Favorite part of the movie? When Katharine Hepburn disposes of her gallery employee. Classic ascerbic delivery that made her so much fun to watch in The Philadelphia Story.
Sidney Poitier’s performance, of course, was superb. Having watched To Sir, With Love a couple weeks ago, I enjoyed his portrayal of a nervous boyfriend more than his demanding teacher. The only problem I had–and perhaps this is really the message about parenting more than anything else–is that Poitier is supposed to be 37 years old. Yet he is scared to tell his parents he plans to marry a white girl. Is that realistic? I’m only five years away from 37, and as I muse over marriage prospects, I guess I would be scared to death if I was to try and marry outside my religious culture. Not quite the same as race, but the same idea is there.
The hardest part of parenting, I would suspect, is watching a child make a choice and trusting she knows what she’s doing. That can’t be easy. And while parents–and teachers–eventually become obsolete to a point, their influence and lessons do not. They become the voices in our head that guide us, argue with us, and help us make those tough choices.
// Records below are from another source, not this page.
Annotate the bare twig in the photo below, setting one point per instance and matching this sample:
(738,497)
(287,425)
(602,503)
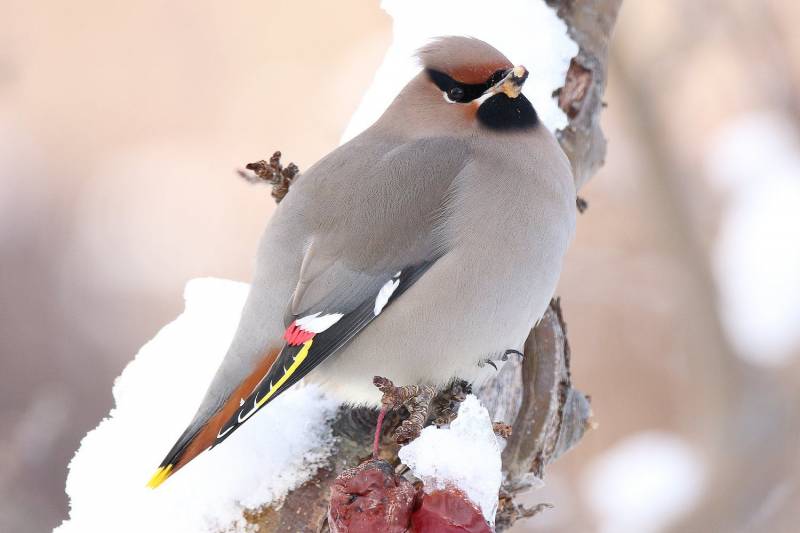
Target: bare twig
(272,172)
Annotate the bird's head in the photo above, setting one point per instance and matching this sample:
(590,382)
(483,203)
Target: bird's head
(478,81)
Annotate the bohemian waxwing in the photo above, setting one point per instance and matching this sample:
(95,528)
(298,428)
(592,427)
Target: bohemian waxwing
(427,244)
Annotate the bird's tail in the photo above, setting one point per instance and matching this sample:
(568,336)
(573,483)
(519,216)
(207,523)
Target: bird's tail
(200,436)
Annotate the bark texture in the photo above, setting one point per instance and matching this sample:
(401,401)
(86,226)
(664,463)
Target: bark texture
(533,393)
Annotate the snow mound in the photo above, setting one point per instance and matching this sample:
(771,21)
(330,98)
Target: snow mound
(465,455)
(528,33)
(156,396)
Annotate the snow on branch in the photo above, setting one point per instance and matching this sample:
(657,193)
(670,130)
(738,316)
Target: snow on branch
(293,480)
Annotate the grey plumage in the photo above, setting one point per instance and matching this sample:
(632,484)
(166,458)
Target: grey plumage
(489,211)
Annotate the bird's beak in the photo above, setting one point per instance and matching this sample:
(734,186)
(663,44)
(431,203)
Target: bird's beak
(511,84)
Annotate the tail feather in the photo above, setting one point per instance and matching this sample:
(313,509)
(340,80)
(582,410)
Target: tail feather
(196,439)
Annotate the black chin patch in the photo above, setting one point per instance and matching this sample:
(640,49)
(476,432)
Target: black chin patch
(501,112)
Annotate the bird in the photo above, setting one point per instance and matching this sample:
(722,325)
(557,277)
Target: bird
(423,246)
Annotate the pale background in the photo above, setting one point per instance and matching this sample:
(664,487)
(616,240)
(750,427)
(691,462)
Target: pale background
(121,125)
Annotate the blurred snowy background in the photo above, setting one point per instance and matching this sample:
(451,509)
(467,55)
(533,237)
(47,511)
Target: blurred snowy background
(120,129)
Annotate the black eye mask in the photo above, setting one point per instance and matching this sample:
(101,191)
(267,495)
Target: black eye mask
(463,92)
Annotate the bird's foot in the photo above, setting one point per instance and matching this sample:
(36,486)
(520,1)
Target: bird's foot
(503,357)
(416,399)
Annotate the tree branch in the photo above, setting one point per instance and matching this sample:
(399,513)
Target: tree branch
(549,416)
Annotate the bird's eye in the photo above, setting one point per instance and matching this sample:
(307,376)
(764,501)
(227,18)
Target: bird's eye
(456,93)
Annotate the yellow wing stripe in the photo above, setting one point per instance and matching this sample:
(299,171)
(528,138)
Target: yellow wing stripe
(159,477)
(298,360)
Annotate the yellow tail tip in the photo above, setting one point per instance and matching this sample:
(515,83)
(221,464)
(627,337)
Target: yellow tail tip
(158,478)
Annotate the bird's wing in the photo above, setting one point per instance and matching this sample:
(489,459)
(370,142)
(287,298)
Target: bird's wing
(381,241)
(320,331)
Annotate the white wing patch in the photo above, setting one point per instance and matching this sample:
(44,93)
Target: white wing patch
(384,294)
(317,323)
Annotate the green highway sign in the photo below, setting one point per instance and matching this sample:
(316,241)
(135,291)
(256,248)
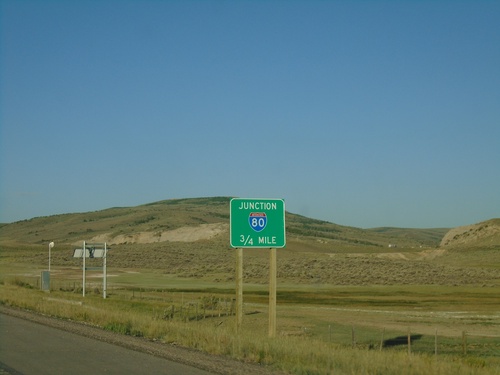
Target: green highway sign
(257,223)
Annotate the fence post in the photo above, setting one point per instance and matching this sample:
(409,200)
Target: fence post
(409,341)
(435,343)
(382,339)
(464,342)
(352,337)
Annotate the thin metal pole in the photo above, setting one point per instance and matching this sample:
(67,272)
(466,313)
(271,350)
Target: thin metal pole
(84,256)
(105,272)
(239,288)
(272,293)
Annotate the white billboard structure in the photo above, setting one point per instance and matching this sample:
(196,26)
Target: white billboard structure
(93,250)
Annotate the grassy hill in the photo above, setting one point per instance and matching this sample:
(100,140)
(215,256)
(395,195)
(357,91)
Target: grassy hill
(174,255)
(190,238)
(170,215)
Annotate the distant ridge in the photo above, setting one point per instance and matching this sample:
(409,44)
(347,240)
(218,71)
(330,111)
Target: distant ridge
(484,233)
(197,219)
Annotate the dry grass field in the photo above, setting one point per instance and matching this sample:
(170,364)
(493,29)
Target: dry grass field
(341,290)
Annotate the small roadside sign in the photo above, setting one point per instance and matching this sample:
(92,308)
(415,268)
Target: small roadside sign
(257,223)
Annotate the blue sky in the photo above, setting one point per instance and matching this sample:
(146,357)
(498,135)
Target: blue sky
(362,113)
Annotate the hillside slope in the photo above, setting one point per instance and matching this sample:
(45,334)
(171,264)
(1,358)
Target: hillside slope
(481,234)
(189,220)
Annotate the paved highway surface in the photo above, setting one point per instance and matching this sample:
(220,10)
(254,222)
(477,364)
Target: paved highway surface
(28,348)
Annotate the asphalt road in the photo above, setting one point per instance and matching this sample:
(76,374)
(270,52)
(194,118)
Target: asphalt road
(28,348)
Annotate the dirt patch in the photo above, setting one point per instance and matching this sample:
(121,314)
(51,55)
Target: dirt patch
(183,234)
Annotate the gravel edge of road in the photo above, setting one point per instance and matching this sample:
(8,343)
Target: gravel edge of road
(211,363)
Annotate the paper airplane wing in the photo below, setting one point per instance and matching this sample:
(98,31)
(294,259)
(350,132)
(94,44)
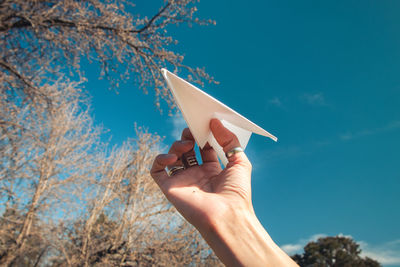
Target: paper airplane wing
(198,108)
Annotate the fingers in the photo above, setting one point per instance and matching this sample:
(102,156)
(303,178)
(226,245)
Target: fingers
(178,148)
(228,141)
(207,152)
(158,169)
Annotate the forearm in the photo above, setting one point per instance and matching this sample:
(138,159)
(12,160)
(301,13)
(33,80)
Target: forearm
(238,239)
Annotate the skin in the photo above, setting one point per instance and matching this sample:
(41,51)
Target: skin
(218,201)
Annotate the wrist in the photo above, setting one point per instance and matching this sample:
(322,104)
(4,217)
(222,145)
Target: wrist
(238,239)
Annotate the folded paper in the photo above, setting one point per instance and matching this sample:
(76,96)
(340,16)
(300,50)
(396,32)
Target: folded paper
(198,108)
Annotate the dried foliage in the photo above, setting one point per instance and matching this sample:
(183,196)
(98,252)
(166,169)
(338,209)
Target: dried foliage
(71,201)
(42,38)
(67,198)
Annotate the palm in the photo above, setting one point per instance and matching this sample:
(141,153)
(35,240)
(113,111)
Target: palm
(201,191)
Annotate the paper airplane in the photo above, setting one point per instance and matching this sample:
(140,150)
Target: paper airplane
(198,108)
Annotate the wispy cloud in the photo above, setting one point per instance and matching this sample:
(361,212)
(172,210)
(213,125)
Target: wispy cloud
(297,247)
(388,253)
(276,101)
(315,99)
(357,134)
(178,124)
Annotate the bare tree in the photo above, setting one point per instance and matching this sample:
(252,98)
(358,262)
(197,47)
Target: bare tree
(42,38)
(44,156)
(68,199)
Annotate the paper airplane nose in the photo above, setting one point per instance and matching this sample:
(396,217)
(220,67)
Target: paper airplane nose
(198,108)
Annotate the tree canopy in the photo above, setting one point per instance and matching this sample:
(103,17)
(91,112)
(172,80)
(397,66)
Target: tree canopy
(69,198)
(333,251)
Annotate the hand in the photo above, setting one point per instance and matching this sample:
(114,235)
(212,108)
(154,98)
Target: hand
(218,202)
(202,193)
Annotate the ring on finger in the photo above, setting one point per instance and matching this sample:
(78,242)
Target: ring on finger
(173,170)
(189,160)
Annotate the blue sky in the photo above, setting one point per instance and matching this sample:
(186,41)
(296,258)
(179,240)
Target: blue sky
(323,76)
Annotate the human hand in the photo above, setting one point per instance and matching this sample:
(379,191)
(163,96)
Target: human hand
(218,202)
(202,193)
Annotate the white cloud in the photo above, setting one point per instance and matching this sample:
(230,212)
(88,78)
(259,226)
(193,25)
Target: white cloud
(316,99)
(178,124)
(353,135)
(275,102)
(297,247)
(388,253)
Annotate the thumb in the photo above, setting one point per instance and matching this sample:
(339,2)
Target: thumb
(228,140)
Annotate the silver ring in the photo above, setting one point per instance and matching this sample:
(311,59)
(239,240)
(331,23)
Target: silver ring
(233,151)
(173,170)
(189,161)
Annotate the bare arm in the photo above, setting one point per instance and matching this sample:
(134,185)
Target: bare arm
(218,202)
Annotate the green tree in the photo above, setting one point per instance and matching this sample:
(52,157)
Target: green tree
(333,251)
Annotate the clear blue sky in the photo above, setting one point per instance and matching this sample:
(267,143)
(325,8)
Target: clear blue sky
(324,77)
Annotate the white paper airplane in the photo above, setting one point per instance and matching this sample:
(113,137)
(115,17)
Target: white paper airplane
(198,108)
One thought on “#99 Guess Who’s Coming To Dinner?”
Had you experienced American life in the early 60’s you would have no trouble empathizing with Poitier’s nervousness. >>My wife is Japanese, I’m of European decent, and I was the one who was “coming to dinner” in Japan. Fortunately, it wasn’t as big a deal for us (on either side of the ocean) as compared to mixed marriages in the USA forty or fifty years ago.>>As a father of two young adult women – one of whom is married – I can say it isn’t easy. But at some point a parent needs to realize they’ve done their part and it is time for their child turned adult to make their own choices. I feel my daughters turned out just fine and make good choices.>>We all like that movie a lot.